Memorial Park May Contain Burial Sites

memorial park

With miles of multi-use trails, a ‘picnic’ loop frequented by road cyclists and softball fields home to the TinCaps team, Memorial Park is a beloved community space. But a recent geophysical survey has revealed that the park may also contain burial sites.

A spirited fund-raising drive began. But a disagreement over who would oversee the project derailed the effort.

Historical Background

The memorial park was founded in 1913 by women of the New Century Club. The women hoped that the park would provide a beautiful setting for band concerts, a place where children could play, and a location to honor those who had served in the armed forces.

In comparison to traditional cemeteries, which have rows of upright gravestones, memorial parks have flat markers that lie flush with the ground. This allows for a more spacious burial ground, which creates an inviting and uplifting environment. It also allows families to celebrate the life of their loved ones in a place that is less about mourning and more about commemoration.

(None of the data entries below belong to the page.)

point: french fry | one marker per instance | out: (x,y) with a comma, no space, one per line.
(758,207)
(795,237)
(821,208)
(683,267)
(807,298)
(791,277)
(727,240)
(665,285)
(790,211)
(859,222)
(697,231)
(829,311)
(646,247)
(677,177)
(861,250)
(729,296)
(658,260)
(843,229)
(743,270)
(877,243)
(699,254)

The memorial park is home to one of Nyack’s most cherished monuments, the Walls of Remembrance. The six-panel Walls were restored by DRBA’s Maintenance crew and rededicated on Memorial Day in 2011.

Memorial Walls

A large curved glass wall is one of the first things that you will notice when visiting Memorial Park. Radiance Glass worked closely with the design team to ensure that this tribute would be beautiful, lasting and impactful for years to come.

The Wall contains the names of all Americans who were classified as dead, missing or prisoner in Vietnam. The names are listed in chronological order of their dates of death, with the most recent date at the top. Information about rank, unit or decorations is not included on the wall.

A statue of three servicemen, called Three Servicemen, is located a short distance from The Wall. It was commissioned in 1984 to honor the servicemen who were lost in the war, and was designed by Frederick Hart to represent his vision of American soldiers as a composite of European American, African American, and Caucasian men, reflecting the diversity of America’s servicemen. The sculpture and the wall appear to interact with one another, with the servicemen standing in solemn tribute to their fallen comrades.

Memorial Fountain

Memorial parks offer families a place of beauty, peace for quiet reflection and dignity to honor the memories of loved ones. They also provide a good investment with an annual appreciation value of 20%, which is why many families choose to purchase a memorial park as a pre-need or at-need arrangement.

Designed by Addison Mizner in the 18th century Mediterranean Revival style and presented in 1929 to Palm Beach “as a gift from its residents,” this double bowl cast stone fountain reflects the Fountain of the Sea Horses, an 18th century work by Christopher Unterberger at the Villa Borghese in Rome, Italy. It features four mythical seahorses, also known as hippocamps from Greek and Roman mythology.

The fountain was silent for the first time in 2006 during the annual memorial service held to commemorate those killed in the Marshall University plane crash tragedy. The film, “We Are Marshall,” brought the tragedy to national attention. In 2008, the fountain was rededicated with Marshall President Stephen J. Kopp, family representatives and Gov. Joe Manchin III speaking at the ceremony.

Peace Statue

Located in the center of the park, the Peace Statue is 10 meters tall. Designed by Seibo Kitamura, this figure symbolizes the wish of Nagasaki citizens for world peace. Its right hand points to the sky to signify the threat of nuclear weapons, while its extended left hand reaches for eternal peace.

The statue is dedicated to Sadako Sasaki, a young girl who died from radiation sickness after the bombing. Her story inspired school children to create origami cranes and her statue has become an international symbol for peace.

Nearby the Peace Statue, a flame burns in the Memorial Cenotaph to commemorate all those killed in the bombing. The memorial symbolizes a promise that such a tragedy will never be repeated again. It is surrounded by monuments donated by countries around the world. A conservation treatment in 1989 markedly brightened the marble and brought out obscured details, extending the life of this important monument. It is now considered to be in good condition.